Meu corpo inteiro estava em puro estado de alerta. O coração
faltando sair pela garganta. Respiração intensa. E um só pensamento: salvar
a minha garota.
Quando eles dobraram em uma viela mais estreita, porém, eu tive a
certeza absoluta de despercebida eu já não passava. Isso porque... Cacete!
Uma bala quase acertou a minha cara. Os filhos da puta do último carro
simplesmente baixaram os vidros e sacaram duas pistolas na minha direção.
E eu estava sem nada, sem capacete, sem arma, sem colete. Sem
porra nenhuma.
Mas, eu ia encontrá-la. Eu não ia desistir.
Não enquanto eu conseguisse me manter de pé.

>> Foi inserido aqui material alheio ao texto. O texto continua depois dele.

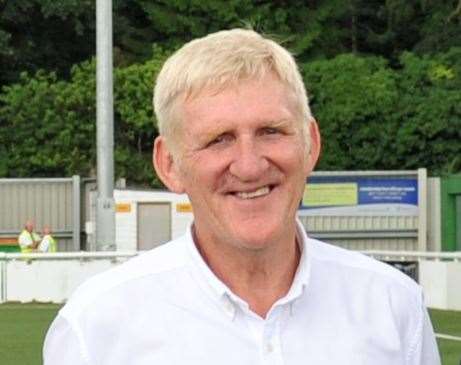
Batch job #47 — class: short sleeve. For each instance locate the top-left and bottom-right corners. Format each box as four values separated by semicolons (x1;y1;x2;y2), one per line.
43;315;90;365
408;292;440;365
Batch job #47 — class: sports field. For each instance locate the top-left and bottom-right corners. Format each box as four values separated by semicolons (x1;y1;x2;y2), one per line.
0;304;461;365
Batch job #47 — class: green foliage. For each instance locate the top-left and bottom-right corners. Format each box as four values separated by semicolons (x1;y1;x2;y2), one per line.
0;51;165;186
303;54;398;170
303;48;461;173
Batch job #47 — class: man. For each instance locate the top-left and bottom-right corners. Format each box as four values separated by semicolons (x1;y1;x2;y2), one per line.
18;219;41;253
44;29;439;365
38;226;58;252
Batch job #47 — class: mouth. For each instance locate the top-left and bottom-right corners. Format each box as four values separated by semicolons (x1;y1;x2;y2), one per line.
231;185;274;199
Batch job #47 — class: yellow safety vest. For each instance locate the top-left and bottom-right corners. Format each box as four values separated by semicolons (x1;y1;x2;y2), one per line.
18;229;40;253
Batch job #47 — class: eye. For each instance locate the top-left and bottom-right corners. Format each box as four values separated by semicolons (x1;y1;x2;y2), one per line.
207;133;232;147
262;127;280;135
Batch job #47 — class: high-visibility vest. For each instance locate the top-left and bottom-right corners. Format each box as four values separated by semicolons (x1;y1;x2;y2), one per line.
39;234;58;252
18;229;40;253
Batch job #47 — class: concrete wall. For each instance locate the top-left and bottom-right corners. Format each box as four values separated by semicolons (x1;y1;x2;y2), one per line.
419;261;461;310
0;253;461;310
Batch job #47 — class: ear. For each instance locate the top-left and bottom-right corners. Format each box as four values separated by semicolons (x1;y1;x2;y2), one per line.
152;136;185;194
306;118;321;175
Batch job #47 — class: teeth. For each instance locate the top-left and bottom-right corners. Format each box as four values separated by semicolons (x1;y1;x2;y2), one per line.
236;186;270;199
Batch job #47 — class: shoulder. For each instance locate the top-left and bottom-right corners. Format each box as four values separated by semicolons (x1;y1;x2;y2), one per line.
309;239;421;297
60;236;188;319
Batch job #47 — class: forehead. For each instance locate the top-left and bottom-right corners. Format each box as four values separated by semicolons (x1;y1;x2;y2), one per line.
181;74;298;130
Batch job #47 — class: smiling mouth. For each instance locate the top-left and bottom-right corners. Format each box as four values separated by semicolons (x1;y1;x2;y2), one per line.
233;185;272;199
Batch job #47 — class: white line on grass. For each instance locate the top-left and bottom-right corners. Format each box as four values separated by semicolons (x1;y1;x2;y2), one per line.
435;333;461;342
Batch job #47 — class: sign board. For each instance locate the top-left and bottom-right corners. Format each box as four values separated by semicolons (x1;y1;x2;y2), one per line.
299;176;418;216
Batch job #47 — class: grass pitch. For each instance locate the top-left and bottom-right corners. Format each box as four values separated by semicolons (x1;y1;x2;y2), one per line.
0;304;461;365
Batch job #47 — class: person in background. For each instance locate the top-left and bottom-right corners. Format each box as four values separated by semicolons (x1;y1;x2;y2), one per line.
18;219;41;253
38;226;58;252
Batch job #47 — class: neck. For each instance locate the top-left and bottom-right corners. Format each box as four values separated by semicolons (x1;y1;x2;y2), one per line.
194;226;301;318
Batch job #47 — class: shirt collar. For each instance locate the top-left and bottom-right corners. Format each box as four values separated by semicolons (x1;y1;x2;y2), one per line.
186;219;311;319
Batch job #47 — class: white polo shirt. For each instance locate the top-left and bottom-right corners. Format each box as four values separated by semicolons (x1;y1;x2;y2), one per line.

Abaixei meu tronco, o máximo que eu conseguia, para tentar
escapar dos tiros, e, mesmo em meio à alta velocidade, fiz malabarismos
para tirar o celular do bolso. Sem arma, sem munição, sem capacete, sem
nada, eu precisava de reforços. O mais rápido possível. Quando eu quis
baixar minimamente a cabeça para encontrar o número da Alexa, nas
chamadas rápidas, porém, vi de relance a viela estreita acabar e desembocar
em uma grande e aberta praça. No meio, um helicóptero estava pousado.
Que merda!
Contudo, não tive nem muito tempo para pensar na bosta que eles
estavam pretendendo fazer com aquele helicóptero, porque vi o instante em
que outro dos cinco carros baixou o vidro e mirou um fuzil bem na minha
direção. Caralho. Virei bruscamente o guidão da moto, dando um quase
cavalo de pau, para desviar e ir por outro caminho. Porém, no momento em
que eu assim o fiz, um dos pneus foi atingido por uma bala.
Fui atirada ao chão bruscamente e rolei pela areia da praça, com as
mãos na cabeça para tentar protegê-la. Senti meus braços se ralando por
inteiro. A sorte foi que eu precisei reduzir a velocidade para girar o guidão e
tentar fazer a curva. Não fosse isso, eu, com certeza, já poderia me
considerar morta. Ainda percebi breves segundos em que a minha visão
falhou e ficou turva. No entanto, depois disso, estirada no chão, quando
consegui abrir os olhos e mirar no helicóptero, vi o instante em que Agatha
foi retirada do carro, aparentemente desacordada, e colocada dentro da
aeronave. Russell Ballard entrou em seguida.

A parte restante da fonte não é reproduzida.